Je pense qu’il a également été étudié pour son indication approuvée, sur laquelle je ne suis pas du tout un expert, qui est potentiellement utilisé pour la dépendance aux opioïdes ou à l’alcool.
TW : Nous avons en quelque sorte tissé dans notre conversation certains sujets abordés pendant la Conférence internationale sur le sida. Mais je suis juste curieux, pour conclure, quelles ont été certaines de vos impressions ? Et quels ont été les développements les plus importants de la conférence AIDS 2020 ?
RJ : Pour revenir presque au point de départ, la plus grande nouvelle a peut-être été celle du cabotégravir injectable à longue durée d’action, mais pas dans le domaine du traitement ; dans le domaine de la prophylaxie pré-exposition. Une étude appelée HPTN 083, portant sur le cabotégravir à action prolongée, administré non pas tous les mois, mais toutes les huit semaines, pour la prévention du VIH, a révélé qu’il était en fait supérieur au Truvada PrEP actuellement approuvé. Il a permis de réduire le taux d’infection par le VIH d’environ 66 % par rapport au Truvada. Il y avait 13 infections, je crois, dans le bras cabotégravir, contre 39 dans le bras Truvada.
Cela ne veut pas dire que c’est mieux, nécessairement, que Truvada pour quelqu’un qui est encore capable de prendre des pilules quotidiennes de Truvada et qui s’en sort bien comme PrEP. Mais c’est une option pour les personnes qui veulent quelque chose de moins fréquent. Il semble que cela pourrait être important.
Mais il va falloir attendre les résultats d’un essai séparé appelé HPTN 084, où il est examiné chez les femmes. Et il y a eu quelques infections dans le bras CAB LA qui se sont produites pendant que les gens étaient sous le médicament. Donc ils essaient de comprendre exactement ce qui s’est passé là-bas, si c’était dû à la résistance au médicament ou à autre chose.
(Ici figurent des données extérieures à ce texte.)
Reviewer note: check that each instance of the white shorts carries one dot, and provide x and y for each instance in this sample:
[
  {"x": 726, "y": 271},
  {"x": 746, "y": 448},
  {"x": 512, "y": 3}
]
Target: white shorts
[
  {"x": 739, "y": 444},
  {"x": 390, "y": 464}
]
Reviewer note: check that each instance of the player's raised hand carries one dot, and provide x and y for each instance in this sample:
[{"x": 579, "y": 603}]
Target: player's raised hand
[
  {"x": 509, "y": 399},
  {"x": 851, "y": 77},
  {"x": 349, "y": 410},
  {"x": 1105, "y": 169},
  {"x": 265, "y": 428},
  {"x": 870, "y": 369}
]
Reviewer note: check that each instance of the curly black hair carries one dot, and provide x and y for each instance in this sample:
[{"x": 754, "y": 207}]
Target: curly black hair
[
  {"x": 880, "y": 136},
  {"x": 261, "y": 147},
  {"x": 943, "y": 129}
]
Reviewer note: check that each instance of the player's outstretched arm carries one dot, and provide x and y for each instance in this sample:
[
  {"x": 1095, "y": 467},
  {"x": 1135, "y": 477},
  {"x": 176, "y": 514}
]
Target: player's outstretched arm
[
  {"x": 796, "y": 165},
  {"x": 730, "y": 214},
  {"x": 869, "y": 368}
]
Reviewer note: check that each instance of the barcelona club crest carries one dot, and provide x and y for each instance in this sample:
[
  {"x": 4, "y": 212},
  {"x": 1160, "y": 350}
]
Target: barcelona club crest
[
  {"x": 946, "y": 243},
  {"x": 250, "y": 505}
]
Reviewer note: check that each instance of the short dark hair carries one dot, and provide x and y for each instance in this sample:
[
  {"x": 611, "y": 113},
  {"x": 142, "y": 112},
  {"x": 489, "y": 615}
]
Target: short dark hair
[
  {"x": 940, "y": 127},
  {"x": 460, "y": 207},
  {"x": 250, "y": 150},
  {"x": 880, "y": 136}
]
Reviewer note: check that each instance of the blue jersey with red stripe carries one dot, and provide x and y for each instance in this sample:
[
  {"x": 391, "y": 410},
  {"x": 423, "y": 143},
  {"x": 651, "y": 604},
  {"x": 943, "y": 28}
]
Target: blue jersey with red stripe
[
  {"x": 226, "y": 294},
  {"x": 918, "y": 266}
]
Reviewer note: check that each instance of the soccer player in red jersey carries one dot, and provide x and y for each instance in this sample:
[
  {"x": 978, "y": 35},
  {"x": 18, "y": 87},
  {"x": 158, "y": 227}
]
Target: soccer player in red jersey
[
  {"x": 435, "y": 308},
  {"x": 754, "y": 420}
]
Et il y a des problèmes de mise en œuvre à régler en termes de, logistiquement, c’est un peu compliqué de commencer et d’arrêter le cabotégravir à action prolongée parce qu’il persiste dans le corps si longtemps. Mais il semble que cela pourrait être une nouvelle option importante pour la prophylaxie pré-exposition.
Je pense qu’il sera essentiel de regarder quel type de prix va être proposé. La chercheuse, Rochelle Walensky, a souligné que le Truvada générique va être disponible très bientôt. La société qui fabrique le cabotégravir, ViiV Healthcare, devrait donc fixer le prix de ce produit à un niveau peu élevé. Parce qu’il va être en concurrence avec le Truvada générique. Elle ne devrait pas demander une prime, car cela rendrait son accès difficile pour les gens.
Je pense que l’autre nouvelle qui vaut la peine d’être regardée, c’est la grande analyse de la Cohorte de l’Administration des Vétérans, qui s’intéresse aux personnes séropositives qui ont été infectées par le COVID-19. Et ils n’ont pas trouvé de différence significative dans les résultats en fonction du statut VIH, ce qui est un peu rassurant. Il y avait eu quelques différences dans les études précédentes. Et c’était la plus grande étude à ce jour.